Cuisine au sommet

En Savoie, Jean Sulpice publie son troisième opus culinaire. Un terroir et des parfums à l’honneur.

Jean-Claude Renard  • 12 décembre 2013 abonné·es

Un casseroleur a contrario. A contrario de ces chefs starisés parachutés en haute montagne, déboulant avec leurs cartes le temps d’un hiver à Courchevel, comme Yannick Alléno ou Alain Ducasse, déclinant leurs adresses, ou plutôt leur nom, au prix fort, dans les grands hôtels. Sulpice est un enfant du pays, né à Aix-les-Bains. Élevé dans les fragrances et les fumets d’une famille de restaurateurs. La vocation marquée à la culotte, il entre en apprentissage dans une auberge du Bourget-du-Lac, se mature aux herbes de Marc Veyrat, passe brièvement chez quelques têtes d’affiche à Paris, en Bretagne et en Alsace, puis revient en 2002 en Savoie relever la gageure d’ouvrir un restaurant à Val Thorens, L’Oxalys. À 2 300 mètres.
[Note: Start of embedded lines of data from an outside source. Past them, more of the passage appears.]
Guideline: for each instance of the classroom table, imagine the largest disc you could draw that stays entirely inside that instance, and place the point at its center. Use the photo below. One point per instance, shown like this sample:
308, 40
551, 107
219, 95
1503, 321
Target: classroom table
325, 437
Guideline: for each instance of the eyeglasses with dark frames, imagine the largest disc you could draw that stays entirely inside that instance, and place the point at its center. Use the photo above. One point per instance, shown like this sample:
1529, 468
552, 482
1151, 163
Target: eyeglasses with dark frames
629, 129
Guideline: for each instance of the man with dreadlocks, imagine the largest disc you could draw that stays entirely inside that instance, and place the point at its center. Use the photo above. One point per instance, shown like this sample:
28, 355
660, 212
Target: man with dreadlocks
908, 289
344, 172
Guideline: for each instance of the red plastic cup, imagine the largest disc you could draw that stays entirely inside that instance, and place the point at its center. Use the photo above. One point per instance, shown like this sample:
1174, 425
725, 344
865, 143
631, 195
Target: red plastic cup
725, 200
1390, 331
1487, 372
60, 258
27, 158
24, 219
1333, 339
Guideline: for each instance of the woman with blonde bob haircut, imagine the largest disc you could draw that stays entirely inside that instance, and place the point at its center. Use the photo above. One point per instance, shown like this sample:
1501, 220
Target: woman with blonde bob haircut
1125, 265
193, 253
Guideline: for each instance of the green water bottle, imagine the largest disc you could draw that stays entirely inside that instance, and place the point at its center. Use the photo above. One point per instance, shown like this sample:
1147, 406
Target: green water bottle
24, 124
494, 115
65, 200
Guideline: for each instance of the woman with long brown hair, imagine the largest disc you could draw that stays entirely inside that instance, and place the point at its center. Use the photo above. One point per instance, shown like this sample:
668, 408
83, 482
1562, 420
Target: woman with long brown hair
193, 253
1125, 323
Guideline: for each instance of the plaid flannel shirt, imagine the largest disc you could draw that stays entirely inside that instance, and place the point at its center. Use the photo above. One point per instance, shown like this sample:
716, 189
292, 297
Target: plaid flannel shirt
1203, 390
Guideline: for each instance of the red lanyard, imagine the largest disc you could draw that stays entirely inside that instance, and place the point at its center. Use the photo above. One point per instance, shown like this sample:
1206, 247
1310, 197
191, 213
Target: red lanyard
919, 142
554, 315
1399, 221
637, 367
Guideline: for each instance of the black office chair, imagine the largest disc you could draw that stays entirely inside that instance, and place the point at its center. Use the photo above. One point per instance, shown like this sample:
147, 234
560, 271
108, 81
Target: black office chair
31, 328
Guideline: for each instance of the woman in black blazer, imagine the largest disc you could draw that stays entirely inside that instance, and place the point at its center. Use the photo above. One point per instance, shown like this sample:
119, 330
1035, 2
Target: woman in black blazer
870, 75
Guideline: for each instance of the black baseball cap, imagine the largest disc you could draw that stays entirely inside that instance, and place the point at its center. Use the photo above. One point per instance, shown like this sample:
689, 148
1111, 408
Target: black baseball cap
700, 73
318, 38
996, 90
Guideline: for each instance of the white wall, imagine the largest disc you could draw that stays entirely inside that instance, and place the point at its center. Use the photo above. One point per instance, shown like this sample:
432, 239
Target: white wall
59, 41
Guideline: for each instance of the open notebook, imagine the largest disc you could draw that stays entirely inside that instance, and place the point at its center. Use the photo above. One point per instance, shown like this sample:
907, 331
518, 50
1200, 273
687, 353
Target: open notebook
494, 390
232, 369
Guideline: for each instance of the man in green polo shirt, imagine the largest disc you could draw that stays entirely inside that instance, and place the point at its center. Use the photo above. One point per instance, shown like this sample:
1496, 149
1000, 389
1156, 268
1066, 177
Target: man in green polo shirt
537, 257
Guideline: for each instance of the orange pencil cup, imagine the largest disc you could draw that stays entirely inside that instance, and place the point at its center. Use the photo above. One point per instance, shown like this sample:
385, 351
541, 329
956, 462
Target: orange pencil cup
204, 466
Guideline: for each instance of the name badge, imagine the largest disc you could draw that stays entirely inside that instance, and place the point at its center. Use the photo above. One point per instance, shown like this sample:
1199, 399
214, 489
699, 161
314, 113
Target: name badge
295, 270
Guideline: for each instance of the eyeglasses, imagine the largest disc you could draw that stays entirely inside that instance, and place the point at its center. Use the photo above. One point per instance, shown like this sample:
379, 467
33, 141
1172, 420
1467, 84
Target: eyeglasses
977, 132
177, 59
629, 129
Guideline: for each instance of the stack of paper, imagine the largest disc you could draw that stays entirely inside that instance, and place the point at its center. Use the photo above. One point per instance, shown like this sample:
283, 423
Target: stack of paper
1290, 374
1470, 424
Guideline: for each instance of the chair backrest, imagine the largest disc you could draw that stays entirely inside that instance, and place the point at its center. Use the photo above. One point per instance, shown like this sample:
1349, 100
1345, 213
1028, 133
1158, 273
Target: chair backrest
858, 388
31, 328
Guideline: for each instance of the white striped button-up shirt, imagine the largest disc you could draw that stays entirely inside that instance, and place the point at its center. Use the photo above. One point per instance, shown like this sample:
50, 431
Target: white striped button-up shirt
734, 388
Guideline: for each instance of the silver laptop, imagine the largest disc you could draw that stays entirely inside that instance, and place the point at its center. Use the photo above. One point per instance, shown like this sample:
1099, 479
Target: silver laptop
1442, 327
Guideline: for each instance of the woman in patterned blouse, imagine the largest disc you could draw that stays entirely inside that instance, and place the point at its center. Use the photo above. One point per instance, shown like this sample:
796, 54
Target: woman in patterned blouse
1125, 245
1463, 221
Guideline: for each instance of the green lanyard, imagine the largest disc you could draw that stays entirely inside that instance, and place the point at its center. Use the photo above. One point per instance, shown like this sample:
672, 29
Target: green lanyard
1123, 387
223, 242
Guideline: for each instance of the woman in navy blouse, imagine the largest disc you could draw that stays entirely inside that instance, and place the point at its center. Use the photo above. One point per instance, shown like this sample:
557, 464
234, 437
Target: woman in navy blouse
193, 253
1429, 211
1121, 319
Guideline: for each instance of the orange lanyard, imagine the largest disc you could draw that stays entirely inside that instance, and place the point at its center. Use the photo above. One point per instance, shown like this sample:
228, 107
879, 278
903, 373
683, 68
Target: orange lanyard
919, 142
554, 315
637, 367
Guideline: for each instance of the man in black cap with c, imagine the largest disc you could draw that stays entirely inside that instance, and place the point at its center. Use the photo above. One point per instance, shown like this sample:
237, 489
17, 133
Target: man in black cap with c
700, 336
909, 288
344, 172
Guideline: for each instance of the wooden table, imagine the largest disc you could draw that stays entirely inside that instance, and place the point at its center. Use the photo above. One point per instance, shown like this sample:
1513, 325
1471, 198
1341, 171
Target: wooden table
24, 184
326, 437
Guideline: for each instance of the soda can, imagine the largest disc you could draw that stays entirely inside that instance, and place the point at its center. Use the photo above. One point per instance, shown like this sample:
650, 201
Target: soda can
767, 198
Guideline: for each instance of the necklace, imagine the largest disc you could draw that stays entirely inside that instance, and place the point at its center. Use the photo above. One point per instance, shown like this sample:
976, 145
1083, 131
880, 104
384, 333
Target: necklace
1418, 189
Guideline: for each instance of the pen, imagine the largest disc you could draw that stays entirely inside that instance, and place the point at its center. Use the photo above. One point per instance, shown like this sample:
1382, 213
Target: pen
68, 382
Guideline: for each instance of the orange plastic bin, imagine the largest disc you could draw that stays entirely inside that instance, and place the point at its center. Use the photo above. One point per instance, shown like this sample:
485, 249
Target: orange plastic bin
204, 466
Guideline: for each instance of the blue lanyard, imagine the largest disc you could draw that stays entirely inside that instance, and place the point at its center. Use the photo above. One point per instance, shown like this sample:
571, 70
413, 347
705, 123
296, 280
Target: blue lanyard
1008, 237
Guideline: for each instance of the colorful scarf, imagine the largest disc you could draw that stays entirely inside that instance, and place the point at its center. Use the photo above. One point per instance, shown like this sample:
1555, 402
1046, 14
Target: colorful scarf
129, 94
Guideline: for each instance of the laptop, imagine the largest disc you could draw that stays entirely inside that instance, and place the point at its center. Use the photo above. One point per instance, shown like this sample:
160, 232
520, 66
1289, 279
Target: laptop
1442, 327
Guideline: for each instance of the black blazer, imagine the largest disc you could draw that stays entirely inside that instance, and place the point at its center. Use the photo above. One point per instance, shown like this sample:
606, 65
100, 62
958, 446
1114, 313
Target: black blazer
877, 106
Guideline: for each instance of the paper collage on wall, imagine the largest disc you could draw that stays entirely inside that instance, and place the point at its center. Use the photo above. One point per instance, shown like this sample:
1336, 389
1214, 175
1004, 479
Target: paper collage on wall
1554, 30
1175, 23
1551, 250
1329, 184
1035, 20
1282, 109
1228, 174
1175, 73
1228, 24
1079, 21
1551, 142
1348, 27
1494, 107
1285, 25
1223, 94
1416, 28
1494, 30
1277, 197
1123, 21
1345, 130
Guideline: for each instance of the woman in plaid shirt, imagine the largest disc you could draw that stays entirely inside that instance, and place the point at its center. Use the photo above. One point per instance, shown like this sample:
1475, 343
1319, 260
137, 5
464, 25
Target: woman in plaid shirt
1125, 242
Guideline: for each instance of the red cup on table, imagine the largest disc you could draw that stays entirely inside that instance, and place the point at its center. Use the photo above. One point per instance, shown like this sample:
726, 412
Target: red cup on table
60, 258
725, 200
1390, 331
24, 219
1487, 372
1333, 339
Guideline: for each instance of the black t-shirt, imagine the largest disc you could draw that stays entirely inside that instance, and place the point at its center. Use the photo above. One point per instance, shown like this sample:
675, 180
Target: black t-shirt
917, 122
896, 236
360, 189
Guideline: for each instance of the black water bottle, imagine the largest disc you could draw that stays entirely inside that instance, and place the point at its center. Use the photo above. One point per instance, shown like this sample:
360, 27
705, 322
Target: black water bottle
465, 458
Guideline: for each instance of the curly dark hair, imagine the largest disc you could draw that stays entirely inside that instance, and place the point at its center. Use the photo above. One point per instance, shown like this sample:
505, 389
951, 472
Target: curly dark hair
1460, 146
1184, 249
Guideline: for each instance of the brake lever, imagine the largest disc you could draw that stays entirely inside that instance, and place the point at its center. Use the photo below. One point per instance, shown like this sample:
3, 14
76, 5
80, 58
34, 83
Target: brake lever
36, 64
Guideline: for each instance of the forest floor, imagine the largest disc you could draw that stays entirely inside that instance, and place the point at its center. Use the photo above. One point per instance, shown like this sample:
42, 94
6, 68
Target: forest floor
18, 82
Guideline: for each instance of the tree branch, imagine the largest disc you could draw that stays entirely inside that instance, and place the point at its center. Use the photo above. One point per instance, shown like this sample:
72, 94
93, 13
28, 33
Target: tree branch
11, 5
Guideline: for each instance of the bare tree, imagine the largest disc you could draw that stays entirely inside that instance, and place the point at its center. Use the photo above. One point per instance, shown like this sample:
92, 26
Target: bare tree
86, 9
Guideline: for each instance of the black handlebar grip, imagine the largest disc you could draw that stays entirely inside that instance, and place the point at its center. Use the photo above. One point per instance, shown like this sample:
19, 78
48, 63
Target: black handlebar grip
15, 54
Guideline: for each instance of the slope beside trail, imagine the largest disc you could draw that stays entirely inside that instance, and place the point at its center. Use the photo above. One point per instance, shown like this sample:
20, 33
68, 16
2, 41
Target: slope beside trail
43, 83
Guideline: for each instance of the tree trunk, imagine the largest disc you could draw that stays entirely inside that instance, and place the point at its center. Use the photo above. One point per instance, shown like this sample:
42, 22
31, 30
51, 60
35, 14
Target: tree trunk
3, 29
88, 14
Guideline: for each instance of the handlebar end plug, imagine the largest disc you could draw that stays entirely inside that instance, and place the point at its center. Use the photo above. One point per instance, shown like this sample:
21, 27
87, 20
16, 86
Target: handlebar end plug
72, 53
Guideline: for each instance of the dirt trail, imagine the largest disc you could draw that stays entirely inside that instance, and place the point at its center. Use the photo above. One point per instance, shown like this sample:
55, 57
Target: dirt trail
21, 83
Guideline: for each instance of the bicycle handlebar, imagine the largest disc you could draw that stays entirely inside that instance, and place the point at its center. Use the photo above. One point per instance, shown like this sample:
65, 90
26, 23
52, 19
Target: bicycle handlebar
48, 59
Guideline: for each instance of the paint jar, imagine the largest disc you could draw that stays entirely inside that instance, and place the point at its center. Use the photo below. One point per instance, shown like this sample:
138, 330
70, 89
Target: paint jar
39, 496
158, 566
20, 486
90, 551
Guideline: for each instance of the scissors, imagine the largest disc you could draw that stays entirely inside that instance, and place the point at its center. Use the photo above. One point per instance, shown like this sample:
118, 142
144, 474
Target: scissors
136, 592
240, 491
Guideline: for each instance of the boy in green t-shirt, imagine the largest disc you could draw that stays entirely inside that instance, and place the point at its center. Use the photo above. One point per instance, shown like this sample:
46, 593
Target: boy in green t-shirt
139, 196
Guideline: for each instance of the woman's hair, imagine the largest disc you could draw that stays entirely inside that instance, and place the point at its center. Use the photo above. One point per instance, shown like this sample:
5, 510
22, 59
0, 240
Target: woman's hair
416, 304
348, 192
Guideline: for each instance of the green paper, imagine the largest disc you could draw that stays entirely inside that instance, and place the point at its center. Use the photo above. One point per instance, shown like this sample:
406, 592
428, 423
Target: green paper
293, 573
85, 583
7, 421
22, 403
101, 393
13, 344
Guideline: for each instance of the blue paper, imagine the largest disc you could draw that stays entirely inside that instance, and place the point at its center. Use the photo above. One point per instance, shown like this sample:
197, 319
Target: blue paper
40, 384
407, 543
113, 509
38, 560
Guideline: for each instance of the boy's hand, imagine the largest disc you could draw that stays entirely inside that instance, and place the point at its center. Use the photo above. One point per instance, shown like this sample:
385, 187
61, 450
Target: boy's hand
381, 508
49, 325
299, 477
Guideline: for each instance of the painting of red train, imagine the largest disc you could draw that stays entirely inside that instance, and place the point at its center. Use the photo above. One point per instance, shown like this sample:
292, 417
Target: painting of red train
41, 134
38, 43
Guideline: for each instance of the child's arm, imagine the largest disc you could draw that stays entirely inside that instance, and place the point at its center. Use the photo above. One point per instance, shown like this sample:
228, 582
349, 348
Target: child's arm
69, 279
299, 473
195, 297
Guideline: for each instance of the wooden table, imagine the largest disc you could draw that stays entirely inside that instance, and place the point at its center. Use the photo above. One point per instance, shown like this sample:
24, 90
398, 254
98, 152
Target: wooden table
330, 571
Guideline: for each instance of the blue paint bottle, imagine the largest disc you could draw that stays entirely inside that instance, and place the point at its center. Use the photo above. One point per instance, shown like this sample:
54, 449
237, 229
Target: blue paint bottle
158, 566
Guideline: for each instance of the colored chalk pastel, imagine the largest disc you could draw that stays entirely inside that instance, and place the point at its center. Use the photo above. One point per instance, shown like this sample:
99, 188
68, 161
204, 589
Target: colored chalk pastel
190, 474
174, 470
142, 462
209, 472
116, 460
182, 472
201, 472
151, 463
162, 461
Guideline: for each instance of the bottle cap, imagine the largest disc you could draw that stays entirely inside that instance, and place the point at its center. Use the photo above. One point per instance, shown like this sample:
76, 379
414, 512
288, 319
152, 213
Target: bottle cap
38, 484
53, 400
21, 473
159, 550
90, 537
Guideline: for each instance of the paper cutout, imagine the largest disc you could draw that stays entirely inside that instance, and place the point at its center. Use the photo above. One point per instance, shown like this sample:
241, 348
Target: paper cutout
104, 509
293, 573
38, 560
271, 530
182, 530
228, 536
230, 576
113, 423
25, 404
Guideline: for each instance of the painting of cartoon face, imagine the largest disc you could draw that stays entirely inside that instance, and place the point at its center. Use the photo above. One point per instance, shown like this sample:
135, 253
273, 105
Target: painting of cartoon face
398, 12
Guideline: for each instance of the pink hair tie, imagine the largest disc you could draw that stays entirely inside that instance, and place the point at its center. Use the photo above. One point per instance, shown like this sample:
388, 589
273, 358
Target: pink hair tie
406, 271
La gageure, parce qu’à cette altitude on travaille différemment. La nature commande. L’eau bout à 85 degrés et non à 100, le faible taux d’humidité sèche le pain, modifie les cuissons, vieillit le vin plus vite. Il s’agit de négocier avec les contingences, de tenir compte des conditions météo empêchant les livraisons de marchandises. Mais, au cœur des tartiflettes et des fondues, Jean Sulpice a réussi à imposer sa cuisine (2 étoiles au Michelin et des menus à 70 ou 120 euros, comptez le double ailleurs). Une cuisine d’auteur. Inventive, suivant scrupuleusement les saisons. Sincère. Qui privilégie, rebondit sur le local. Les fleurs, les herbes, le fromage, les poissons d’eau douce, recourt parfois aux produits venus d’ailleurs.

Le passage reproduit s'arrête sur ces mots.